Strategic Risk Management is an administrative process that requires widespread participation to identify and manage the myriad of risks associated with carrying out the objectives of the University. Strategic Risk Management is different from traditional approaches that focus on risk oversight by managing silos or distinct pockets of risk or hazards. Strategic Risk Management emphasizes a top-down, enterprise-wide view of the inventory of key risk exposures potentially affecting the University's ability to achieve its objectives.
For C.I. to optimize the benefits of risk and minimize costs, a "strategic risk management" culture must be embedded into all activities. This embedded strategic (aka "enterprise") risk management framework will ensure that decisions that trade value and risk will be made on an informed basis and will be aligned with campus risk tolerance and overall strategic planning.
Campus administrators and decision makers are responsible for effecting risk management as an integral function within their area of responsibility. They are responsible for ensuring that faculty and staff members are aware of the University's commitment to strategic risk management and to ensure that all employees are provided with information necessary to minimize the effects of hazard-related losses, as well as losses on the University's assets, financial standing and reputation.

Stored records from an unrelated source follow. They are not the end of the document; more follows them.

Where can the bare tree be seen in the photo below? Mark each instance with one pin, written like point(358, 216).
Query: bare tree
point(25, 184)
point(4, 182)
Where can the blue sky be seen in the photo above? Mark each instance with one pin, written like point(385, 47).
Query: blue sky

The goals of C.I.'s Strategic Risk Management Program include:
- Utilize risk to the University's competitive advantage
- Increase the University's risk intelligence - how we gather information about risks, analyze, accept, mitigate and learn from the results
- Design a comprehensive and common-sense approach to managing risks across the entire organization
- Disseminate to the University community the upside of risk and the many opportunities it can present
- Maintain perspective on traditional "hazard risk"
More on the C.I. Strategic Risk Management Program will be available soon.